Dutch Elm Disease in Edinburgh

Dutch Elm Disease


There are around 38,000 trees in Edinburgh's parks and streets

Whether you think that sounds a lot, thirty years ago there were 45,000 elm trees alone in Edinburgh.

Edinburgh and Brighton are 'the' place for elms - planted by the Victorians.

Edinburgh has been losing a thousand elm trees a year for 30 years, and now there are just 12,000 left.

They lost 1,200 in 2012 - probably because of a mild winter followed by a spring with temperatures at 20°C and no wind - perfect conditions for the elm bark beetle to fly off and find another elm.


The elm bark beetle is the innocent carrier of the Dutch elm disease - a fungus that spreads along the vascular system of the tree.

The tree reacts by shutting off its vascular system ahead of the fungus and so effectively kills itself.

The fungus would kill the tree anyway eventually but because of the way the tree reacts to protect itself from the fungus, a tree can sometimes go from the first signs of infection to a dead tree in a month.

The original infestation came from the Far East in the early nineteen hundreds and reached Scotland in the 1970s.

There is no treatment - a research team at the Botanic Gardens in Edinburgh tried fungicides for the fungus and pheremone traps for the beetles, but they don't work.
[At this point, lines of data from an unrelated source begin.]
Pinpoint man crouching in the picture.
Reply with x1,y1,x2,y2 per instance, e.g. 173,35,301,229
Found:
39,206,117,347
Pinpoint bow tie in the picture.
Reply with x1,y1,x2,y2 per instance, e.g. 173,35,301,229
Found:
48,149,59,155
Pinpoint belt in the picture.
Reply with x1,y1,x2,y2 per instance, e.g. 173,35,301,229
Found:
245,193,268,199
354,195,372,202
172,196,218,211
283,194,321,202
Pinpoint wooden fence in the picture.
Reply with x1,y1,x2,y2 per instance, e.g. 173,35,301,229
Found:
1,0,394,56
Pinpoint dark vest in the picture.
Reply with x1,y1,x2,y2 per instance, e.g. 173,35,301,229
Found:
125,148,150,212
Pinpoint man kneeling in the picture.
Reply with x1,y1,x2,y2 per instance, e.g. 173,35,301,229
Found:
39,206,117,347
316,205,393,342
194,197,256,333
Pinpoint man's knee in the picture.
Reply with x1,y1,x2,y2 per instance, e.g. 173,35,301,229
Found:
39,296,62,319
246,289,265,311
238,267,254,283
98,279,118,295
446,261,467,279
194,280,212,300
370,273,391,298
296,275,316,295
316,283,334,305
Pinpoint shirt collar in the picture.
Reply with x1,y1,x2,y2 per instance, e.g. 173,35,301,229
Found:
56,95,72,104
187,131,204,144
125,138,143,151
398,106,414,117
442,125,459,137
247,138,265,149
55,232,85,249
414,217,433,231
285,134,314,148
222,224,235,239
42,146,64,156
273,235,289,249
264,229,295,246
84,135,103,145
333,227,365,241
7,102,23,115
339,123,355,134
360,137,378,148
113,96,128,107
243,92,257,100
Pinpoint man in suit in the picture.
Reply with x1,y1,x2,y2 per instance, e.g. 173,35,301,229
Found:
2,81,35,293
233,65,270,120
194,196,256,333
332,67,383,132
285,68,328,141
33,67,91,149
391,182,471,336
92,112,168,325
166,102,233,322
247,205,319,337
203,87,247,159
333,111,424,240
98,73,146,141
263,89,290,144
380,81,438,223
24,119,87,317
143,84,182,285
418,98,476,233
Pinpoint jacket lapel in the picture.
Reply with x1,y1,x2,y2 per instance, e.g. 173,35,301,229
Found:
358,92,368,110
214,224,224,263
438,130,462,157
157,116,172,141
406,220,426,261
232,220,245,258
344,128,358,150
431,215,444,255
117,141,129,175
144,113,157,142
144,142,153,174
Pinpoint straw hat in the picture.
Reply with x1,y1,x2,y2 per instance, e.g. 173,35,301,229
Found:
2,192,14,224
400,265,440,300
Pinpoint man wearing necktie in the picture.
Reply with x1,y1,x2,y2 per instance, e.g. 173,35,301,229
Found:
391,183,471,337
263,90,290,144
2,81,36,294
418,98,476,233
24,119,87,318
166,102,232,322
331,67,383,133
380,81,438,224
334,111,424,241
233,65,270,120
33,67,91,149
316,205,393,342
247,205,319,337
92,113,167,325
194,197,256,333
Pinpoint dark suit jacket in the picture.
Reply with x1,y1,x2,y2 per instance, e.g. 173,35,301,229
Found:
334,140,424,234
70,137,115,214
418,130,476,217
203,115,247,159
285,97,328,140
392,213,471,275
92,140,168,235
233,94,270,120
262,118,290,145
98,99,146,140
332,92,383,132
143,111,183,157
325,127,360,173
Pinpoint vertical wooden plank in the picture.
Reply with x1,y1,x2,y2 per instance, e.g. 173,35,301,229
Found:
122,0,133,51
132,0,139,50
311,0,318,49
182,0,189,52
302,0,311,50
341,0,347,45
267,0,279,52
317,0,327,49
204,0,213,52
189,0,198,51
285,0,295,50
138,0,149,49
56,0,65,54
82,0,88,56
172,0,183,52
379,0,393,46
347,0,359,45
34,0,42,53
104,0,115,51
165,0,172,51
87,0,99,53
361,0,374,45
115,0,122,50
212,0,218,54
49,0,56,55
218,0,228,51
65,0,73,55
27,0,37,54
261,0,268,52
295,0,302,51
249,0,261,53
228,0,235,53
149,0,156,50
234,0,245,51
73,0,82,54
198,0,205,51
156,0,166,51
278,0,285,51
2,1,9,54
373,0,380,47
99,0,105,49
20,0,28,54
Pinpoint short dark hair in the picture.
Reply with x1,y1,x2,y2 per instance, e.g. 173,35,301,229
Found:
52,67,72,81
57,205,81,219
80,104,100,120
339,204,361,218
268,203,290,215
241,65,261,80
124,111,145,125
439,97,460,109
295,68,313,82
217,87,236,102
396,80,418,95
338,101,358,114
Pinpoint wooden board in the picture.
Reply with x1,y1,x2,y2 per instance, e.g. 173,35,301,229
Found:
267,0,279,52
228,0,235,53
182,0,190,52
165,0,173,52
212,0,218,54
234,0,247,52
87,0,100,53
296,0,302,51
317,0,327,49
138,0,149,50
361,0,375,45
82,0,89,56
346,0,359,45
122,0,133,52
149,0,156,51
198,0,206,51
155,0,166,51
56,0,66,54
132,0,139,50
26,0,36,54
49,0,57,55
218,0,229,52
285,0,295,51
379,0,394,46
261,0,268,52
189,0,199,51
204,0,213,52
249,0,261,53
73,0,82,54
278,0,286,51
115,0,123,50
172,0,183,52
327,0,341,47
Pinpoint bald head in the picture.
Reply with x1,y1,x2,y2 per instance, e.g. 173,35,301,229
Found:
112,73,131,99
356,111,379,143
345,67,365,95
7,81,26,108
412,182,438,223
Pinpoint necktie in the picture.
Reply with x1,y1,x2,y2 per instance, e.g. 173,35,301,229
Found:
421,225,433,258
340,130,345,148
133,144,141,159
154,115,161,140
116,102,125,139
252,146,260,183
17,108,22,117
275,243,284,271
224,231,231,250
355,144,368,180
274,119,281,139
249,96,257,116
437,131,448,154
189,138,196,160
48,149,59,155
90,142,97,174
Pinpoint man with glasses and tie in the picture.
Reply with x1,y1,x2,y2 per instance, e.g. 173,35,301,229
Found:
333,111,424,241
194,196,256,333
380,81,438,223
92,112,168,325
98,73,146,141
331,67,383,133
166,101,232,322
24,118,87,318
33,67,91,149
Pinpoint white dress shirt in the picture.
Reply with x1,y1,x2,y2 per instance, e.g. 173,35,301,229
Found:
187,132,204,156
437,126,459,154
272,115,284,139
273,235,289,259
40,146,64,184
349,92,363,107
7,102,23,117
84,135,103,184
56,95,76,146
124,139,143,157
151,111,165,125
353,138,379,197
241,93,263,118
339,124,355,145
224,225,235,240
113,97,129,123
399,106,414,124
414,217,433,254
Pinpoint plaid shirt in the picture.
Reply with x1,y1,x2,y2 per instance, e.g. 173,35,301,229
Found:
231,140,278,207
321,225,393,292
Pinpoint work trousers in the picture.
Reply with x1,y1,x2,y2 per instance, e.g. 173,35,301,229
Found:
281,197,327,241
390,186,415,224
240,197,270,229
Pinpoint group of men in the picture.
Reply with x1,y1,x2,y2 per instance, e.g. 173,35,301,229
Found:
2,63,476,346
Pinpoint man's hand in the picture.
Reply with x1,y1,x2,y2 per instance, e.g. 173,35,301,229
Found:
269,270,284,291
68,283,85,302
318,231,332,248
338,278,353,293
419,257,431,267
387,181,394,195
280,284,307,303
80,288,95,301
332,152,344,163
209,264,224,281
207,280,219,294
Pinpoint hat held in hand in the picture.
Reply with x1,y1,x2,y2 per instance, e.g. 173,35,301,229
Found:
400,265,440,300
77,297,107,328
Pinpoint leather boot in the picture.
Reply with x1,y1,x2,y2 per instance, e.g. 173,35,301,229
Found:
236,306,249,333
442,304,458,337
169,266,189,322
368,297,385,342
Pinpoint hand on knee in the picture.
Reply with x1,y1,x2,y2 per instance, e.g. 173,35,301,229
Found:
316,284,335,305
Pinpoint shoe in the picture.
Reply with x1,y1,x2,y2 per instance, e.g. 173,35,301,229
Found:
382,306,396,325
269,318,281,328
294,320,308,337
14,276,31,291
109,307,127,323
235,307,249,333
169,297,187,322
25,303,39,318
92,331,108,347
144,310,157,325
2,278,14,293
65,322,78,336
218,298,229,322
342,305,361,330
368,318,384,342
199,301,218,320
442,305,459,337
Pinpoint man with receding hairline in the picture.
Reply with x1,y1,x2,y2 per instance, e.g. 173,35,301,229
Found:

There are two kinds of elm in Edinburgh.

There's English elm, which breeds by suckers, so that all English elm trees are clones.

And there's Wych elm, which breed by seed dispersal.

It was thought that Engish elms being clones would be more susceptible to Dutch elm disease, but time has shown that English elm and Wych elm are both susceptible.

Edinburgh Council have tried other elm species such as Ulnus Regal - but it too has succumbed.

In the USA they are now breeding fungus-resistent elms. However, there is very little money in the UK for research.

So the Council is fighting a losing battle - a rearguard action to slow down the advance of the Dutch elm disease.